Comment restituer toute la singularité d'un trajet de vie, d'une personnalité, lorsqu'un genre cinématographique nous impose de rester dans les normes ?
Le film biographique est un exercice difficile. Les enjeux sont grands, les contraintes plus grandes encore. Ken Russell a pourtant consacré une grande partie de son oeuvre à cet art délicat, et "The Debussy Film : Impressions of the French Composer" n'est pas son premier coup d'essai.
Le sous-titre agit comme un avertissement. Russell nous présente ses impressions de Debussy. Nous ne serons pas en présence d'une biographie conformiste. Dès son travail sur Elgar en 1962, Russell avait tenté d'instiller la spécificité de son regard sur ses sujets, en imposant à la BBC des reconstitutions jouées de la vie du compositeur, plutôt que des images d'archives qui étaient alors la norme à l'époque. Nous sommes désormais en 1965. Fidèle à lui-même, Russell pousse le cran plus loin. Nous avons définitivement quitté les territoires du documentaire bien cadré pour partir vers de nouveaux horizons.
Cela passe d'abord par une astucieuse mise en abyme : un réalisateur monte un film sur Claude Debussy.
Incarnant à la fois le compositeur et l'acteur le dépeignant, Oliver Reed voit progressivement l'existence de ses personnages se fondre dangereusement l'une dans l'autre.
Il ne suffit pas d’égrener une à une les étapes de la vie d'un homme pour faire ressortir son essence. Plutôt que de tenter une reprise fidèle de son histoire, Russell va digresser sur ce que lui inspire Debussy. Si le compositeur s'inspirait lui-même des peintures pour ses œuvres, Russell s'inspire en retour de Debussy pour livrer ses impressions visuelles. Dans sa grande majorité, le film est composé de séquences hypnotiques, d'envolées lyriques inexplicables, indescriptibles, quasi-muettes. La musique et les mots ne jouent pas sur les mêmes plans. Tout le charme de Russell se trouve dans ces virevoltantes compositions qui semblent aussi spontanées que fugaces dans leur beauté. La musique est une chose, mais elle n'en est que plus organique si elle est soutenue par des corps en mouvement. Se promener. Nager. Danser. S'effeuiller. Se battre. Russell fait partie de ces rares cinéastes à pouvoir restituer au spectateur tout le mystère de la matière humaine, pour mieux la lui reprendre ensuite. Ancien danseur ayant également étudié la photographie, il sait autant filmer les corps que l'organe permettant de les observer. Le cinéma de Russell est un cinéma de regards. "The Debussy Film" aurait pu n'avoir aucune histoire que nous serions quand même pris dans ces jeux de regards qui parlent pour eux-mêmes.
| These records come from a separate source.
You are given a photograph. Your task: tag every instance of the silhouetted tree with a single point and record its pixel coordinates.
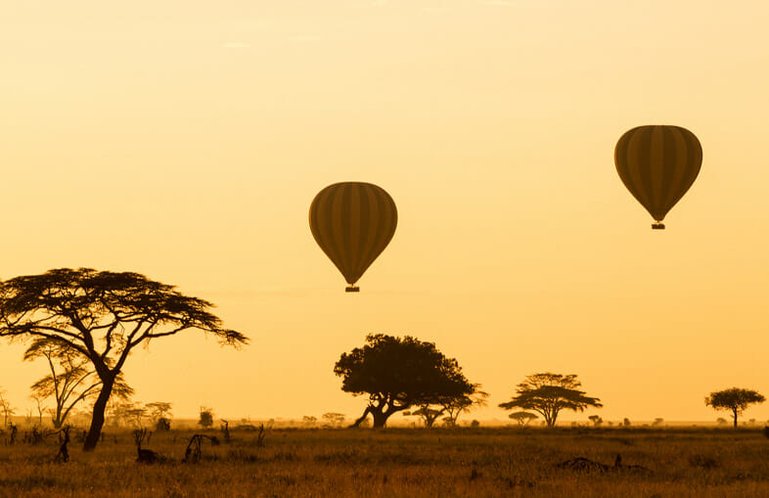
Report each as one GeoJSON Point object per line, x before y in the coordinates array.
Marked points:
{"type": "Point", "coordinates": [159, 413]}
{"type": "Point", "coordinates": [397, 373]}
{"type": "Point", "coordinates": [71, 381]}
{"type": "Point", "coordinates": [523, 418]}
{"type": "Point", "coordinates": [734, 399]}
{"type": "Point", "coordinates": [6, 408]}
{"type": "Point", "coordinates": [427, 414]}
{"type": "Point", "coordinates": [206, 417]}
{"type": "Point", "coordinates": [333, 419]}
{"type": "Point", "coordinates": [453, 407]}
{"type": "Point", "coordinates": [103, 316]}
{"type": "Point", "coordinates": [548, 394]}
Celui de Reed bien sûr, son magnétisme ténébreux, d'ores et déjà magnifié pour cette première collaboration, alors que la légende de l'acteur n'est pas encore tout à fait scellée. Vladek Sheybal et Annette Robertson ne sont pas en reste, puisqu'ils complètent avec brio cet étrange ballet où le désir semble être l'enjeu principal.
Si celui-ci est le moteur de la création, Russell connaît le potentiel de destruction qu'il peut également contenir. Aussi inspirante que ravageante, la femme est l'avenir de l'homme, ainsi que son passé et son présent, surtout quand ceux-ci se mélangent. Mais tout avenir a une fin. "It seems he was a composer", déclame un passant devant la procession funéraire de Debussy. Un compositeur ne peut pas être la somme de ses œuvres, il ne restera forcément plus rien sur le long terme.
(il y a toujours une forme de tristesse, à la fin d'un film biographique, une sorte de "tout ça pour ça", comme si le caractère vain de l'existence nous était étalé sur la figure sans que l'on ait de moyens de se défendre. Pour autant, je n'ai pas vraiment ressenti cela devant "The Debussy Film". Le générique de fin s'est déroulé et quelque chose s'est passé. On ne sait pas trop quoi, on n'a pas forcément envie de le savoir, mais c'est une certitude qui dépasse nos attentes : on y reviendra. Une vie, cela ne peut pas se revoir. Néanmoins nous avons toujours le pouvoir de recommencer un film si nous le souhaitons. Et je retournerais un jour sur "The Debussy Film", et je suis certain que j'y verrais tout autre chose, tout comme chacun d'entre nous voit la vie des autres à travers le prisme de son propre regard.)